伯父のお通夜とお葬式で、ズームを利用したのは、おそらくこれが初めてではないかもしれない。すでに、全国のどこかで私同様導入したケースがあるだろう。

ただ、静岡では伯父のお通夜とお葬式がはじめてだったかもしれない。

伯父は新しもの好きだった。

昔から、私が新しく変なことを始めると、うれしそうに「おい博一、話をきかせろ」と電話をしてきた。で、「ライオンズクラブでなんか話せ」とさそわれた。うっかり大学の教員になったときも「おい博一、教授ってのはもうかるのか?」と聞いてきた。儲かりません。でも、2回お話をした。

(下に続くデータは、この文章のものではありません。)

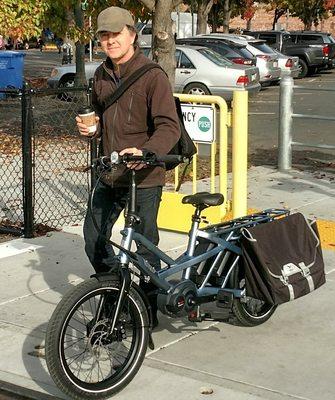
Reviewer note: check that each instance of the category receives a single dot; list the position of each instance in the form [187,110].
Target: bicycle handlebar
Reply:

そんな伯父の通夜と葬式には、新型コロナウイルス のせいで、親戚のほとんどが集まれなかったけれど、ZOOMを使った電脳通夜、電脳葬式が盛り込まれた。

おじさん。アルファロメオ156買って以来だね、静岡ではじめて、ってのは。

そして、おじさん、すまん。あなたにとって、いちばんはじめの甥っ子は、むかしもいまも、こうやってえらく騒がしいので、「やすらかにお眠りください」とは、とても言えないのです。

そのかわり、極楽浄土か、静岡の高級クラブのどこかで、「どうだ、俺の葬式がズームってのつかったのが、静岡じゃ、はじめてだぞ」と、周囲の亡者どもにえばってください。